Starscream took his time to make an appearance, and before he arrived all the other 'cons had gathered outside the Ark, forming a ring around the Stunticons. Megatron sat on a huge boulder nearby and high above them, Laserbeak and Buzzsaw perched on the ship's engines jutting out of the side of the volcano. Bets were clearly being placed, though no one invited the Stunticons to join in the wagering, and Dead End could tell that few if any 'cons were wagering on Motormaster.
Why should they? They don't know him. And if they did, they might have been able to tell that his forcefield had gone down hours or years ago, under the barrage of fire from the Autobots in the clearing. The first direct hit from a null ray would knock out his systems. Motormaster's own weapons were equally powerful, but there was a reason he obviously wasn't bothering to draw them. Even when his sword crackled with raw energy, it would never be as fast as Starscream, never be able to strike a Seeker who was lightning incarnate.
Motormaster was going to lose… and Dead End had to admit that was probably the better outcome for the rest of the Decepticons. If he won, he would not be replacing Starscream with a newer and better Air Commander; he would simply be humiliating a Decepticon who had earned his place in the ranks, a skilled flyer who was far better known to everyone there than the Stunticons were. Whatever Megatron might have felt for Starscream personally, he wasn't likely to thank Motormaster for that.
Of course, losing would be almost as bad. Catch-22. Megatron owed them his victory, so perhaps it would not turn into a feeding frenzy as every other 'con closed in on then, but at best they would slink away from the Ark in disgrace. Dead End did not want to imagine what it would be like to live with Motormaster under those circumstances.
The only ray of light in the gloom was the fact that they had been constructed from Earth vehicles. The Stunticons could survive on gasoline and diesel long enough to find or manufacture energon, though Dead End wasn't sure how to do either of those.
"Whoa," Wildrider said suddenly, staring at the entrance of the Ark. Dead End turned to look.

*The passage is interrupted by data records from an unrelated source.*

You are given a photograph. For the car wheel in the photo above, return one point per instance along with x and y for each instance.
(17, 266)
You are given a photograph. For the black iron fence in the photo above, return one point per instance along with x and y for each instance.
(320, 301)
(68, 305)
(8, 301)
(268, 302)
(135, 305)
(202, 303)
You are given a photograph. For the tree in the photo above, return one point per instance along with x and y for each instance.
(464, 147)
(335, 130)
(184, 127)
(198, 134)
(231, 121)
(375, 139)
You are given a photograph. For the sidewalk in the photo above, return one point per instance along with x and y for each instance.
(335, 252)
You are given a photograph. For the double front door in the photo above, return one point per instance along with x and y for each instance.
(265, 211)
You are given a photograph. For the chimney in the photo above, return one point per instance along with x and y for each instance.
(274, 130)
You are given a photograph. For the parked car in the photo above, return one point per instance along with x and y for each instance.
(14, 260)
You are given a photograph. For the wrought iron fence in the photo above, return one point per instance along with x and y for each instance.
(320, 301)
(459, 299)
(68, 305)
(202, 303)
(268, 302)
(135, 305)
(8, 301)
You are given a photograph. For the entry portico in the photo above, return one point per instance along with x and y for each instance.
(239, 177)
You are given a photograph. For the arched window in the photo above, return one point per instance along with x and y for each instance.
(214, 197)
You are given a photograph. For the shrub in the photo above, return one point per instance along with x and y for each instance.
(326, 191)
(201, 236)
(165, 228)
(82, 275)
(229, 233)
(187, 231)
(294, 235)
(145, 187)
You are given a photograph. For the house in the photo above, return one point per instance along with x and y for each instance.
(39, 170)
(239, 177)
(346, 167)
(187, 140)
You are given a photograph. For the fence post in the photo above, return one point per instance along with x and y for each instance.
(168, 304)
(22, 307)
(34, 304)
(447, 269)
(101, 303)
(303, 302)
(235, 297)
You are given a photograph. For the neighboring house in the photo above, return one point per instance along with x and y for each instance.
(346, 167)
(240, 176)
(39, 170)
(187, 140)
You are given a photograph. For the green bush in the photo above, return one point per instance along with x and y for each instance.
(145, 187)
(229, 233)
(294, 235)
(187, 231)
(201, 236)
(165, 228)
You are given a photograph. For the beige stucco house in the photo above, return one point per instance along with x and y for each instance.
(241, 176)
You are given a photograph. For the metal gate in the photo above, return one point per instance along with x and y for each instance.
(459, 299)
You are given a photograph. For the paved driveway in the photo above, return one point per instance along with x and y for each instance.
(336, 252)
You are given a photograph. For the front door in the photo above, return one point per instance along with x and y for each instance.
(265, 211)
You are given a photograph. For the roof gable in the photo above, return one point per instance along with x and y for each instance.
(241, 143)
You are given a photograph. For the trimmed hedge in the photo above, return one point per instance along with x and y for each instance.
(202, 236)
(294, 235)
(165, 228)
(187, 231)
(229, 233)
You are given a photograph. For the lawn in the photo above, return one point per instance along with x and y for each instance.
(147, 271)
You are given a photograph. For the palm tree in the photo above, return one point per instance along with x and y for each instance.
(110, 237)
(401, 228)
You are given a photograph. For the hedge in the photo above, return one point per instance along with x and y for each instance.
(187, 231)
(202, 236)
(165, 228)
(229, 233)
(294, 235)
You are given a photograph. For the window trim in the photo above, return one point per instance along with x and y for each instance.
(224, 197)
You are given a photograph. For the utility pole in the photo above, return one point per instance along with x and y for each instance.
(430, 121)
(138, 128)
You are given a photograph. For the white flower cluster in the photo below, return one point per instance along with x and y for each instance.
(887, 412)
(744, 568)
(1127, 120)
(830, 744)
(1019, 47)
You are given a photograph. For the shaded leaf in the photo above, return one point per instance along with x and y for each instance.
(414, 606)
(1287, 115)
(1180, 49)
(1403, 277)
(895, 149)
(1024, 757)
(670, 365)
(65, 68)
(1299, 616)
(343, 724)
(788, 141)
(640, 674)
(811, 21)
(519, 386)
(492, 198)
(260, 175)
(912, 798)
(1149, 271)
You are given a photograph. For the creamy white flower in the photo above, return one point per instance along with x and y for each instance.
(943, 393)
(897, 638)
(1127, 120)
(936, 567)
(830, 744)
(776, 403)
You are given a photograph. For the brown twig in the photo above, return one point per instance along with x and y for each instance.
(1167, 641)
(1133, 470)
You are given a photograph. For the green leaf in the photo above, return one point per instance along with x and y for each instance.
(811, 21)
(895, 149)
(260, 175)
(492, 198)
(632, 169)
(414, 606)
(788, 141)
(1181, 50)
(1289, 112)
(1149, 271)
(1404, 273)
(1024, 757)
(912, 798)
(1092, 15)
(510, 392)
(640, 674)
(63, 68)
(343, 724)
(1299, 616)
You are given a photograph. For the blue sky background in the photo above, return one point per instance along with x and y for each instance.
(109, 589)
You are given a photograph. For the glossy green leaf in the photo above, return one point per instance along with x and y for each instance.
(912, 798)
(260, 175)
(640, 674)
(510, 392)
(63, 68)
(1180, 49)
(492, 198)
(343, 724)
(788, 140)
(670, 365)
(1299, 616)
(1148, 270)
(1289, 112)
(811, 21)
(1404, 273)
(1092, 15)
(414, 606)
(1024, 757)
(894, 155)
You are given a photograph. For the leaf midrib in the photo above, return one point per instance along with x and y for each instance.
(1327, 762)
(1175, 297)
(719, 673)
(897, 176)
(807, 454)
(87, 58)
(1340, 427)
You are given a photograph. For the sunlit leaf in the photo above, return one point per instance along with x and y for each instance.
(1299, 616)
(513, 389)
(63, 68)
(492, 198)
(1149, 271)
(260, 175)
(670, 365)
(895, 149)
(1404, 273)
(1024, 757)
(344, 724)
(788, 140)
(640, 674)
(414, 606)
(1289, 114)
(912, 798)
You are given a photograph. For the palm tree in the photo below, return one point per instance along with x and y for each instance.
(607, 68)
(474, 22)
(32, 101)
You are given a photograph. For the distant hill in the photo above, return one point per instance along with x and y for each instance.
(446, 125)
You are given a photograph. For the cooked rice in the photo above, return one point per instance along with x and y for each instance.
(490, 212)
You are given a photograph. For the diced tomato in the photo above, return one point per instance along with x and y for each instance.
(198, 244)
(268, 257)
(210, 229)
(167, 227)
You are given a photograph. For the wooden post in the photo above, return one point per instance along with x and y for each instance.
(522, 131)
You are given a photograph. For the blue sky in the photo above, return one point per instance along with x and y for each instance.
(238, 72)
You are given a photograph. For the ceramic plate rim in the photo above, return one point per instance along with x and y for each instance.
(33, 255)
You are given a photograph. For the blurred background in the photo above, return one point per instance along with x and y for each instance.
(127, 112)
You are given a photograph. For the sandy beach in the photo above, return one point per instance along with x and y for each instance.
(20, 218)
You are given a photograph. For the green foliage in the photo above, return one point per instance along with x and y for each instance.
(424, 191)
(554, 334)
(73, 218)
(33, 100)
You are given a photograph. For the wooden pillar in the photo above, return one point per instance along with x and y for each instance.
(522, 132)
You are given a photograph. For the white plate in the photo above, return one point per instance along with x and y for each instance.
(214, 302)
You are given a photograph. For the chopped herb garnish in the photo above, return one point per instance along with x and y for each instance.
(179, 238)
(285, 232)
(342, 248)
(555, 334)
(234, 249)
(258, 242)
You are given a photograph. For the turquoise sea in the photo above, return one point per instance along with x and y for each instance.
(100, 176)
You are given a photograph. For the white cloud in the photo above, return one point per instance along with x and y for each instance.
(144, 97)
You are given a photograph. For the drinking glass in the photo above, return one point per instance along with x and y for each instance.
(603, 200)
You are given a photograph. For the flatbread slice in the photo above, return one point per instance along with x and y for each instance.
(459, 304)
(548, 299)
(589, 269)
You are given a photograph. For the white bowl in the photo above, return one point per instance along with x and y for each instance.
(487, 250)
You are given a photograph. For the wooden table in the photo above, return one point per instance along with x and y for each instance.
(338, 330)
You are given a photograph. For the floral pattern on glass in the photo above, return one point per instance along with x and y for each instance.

A vision in gleaming red and white strode out, dark helm tilted arrogantly high. As silence fell, the only sound was the grit of sand beneath feet as blue as the sky, and all the light in that sky blazed from the polished metallic white of his armor. The red looked even deeper in comparison, raw and visceral and hungry. Starscream turned a slow semicircle, letting the glass of his cockpit flash liquid-amber in the sun, and inclined his head in a minimally correct bow to Megatron.
"Slag," Wildrider said, sounding absolutely slack-jawed. "I could overload just watching that."
Motormaster spun on his heel, engine snarling, but for all his faults he knew better than to hit his subordinates before a crowd of mechs who were strangers at best and enemies at worst. So he only glared down at Wildrider, said, "I'll deal with you later!" and turned back to face Starscream.
"If you're done preening, let's get on with it," he said, and strode out into the middle of the makeshift arena. Starscream took a few paces forward as well, unhurriedly.
Then he transformed, wings and nosecone flipping up, arms drawing in and folding so only the long guns were visible. His afterburners lit and he soared into the air, peeling well away from Motormaster. Smoke and vapor plumed in his trail.
Motormaster stood where he was, making no move at all. He simply watched as Starscream gained altitude and did a lazy circuit over the arena hundreds of feet overhead. It would be insane to try to take Starscream on in his element, Dead End thought as he sensed ice-hard patience through the gestalt link, so we're waiting for him to come back to the ground.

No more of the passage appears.